General Oi () was a general who helped to found the Goguryeo, one of the Three Kingdoms of Korea.

Biography
Oi, Hyeopbo, Mari, and Jumong were associated as friends. Jumong made them his bodyguards during the time he was at the palace and Oi's career started from this point.

Meanwhile, the two sons of King Geumwa became jealous of Jumong's archery skills and Jumong was forced to leave Dongbuyeo along with his bodyguards. In 37 BC, Jumong became the first king of Goguryeo and reunited all of the five tribes of Jolbon into one kingdom. In 32 BC, Jumong sent General Oi and Bu Bunno (부분노, 扶芬奴) to conquer the Haengin state (행인국, 荇人國). Also, Jumong, along with Oi went to spy the Xuantu Commandery, and in order to escape, they killed approx. 500 soldiers.

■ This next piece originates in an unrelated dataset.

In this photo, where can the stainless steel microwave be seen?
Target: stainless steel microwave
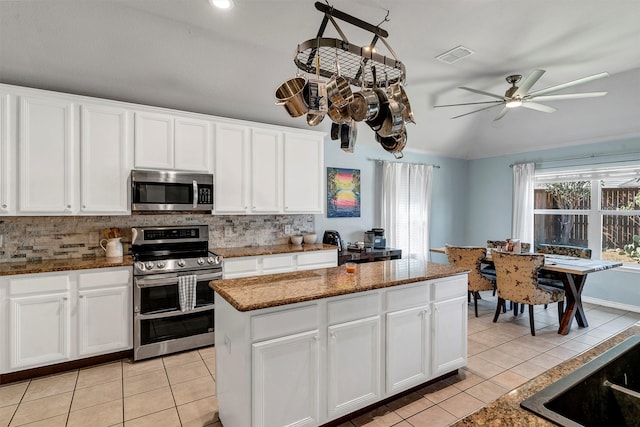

In 14 BC, he and Mari attacked the Yangmaek state (양맥국, 梁貊國), and Gaogouli County in Chinese Xuantu Commandery during the reign of King Yuri, second 
ruler of Goguryeo, and eldest son of the King Dongmyeong 
(Jumong).

Popular culture 
 Portrayed by Yeo Ho-min in the 2006-2007 MBC TV series Jumong.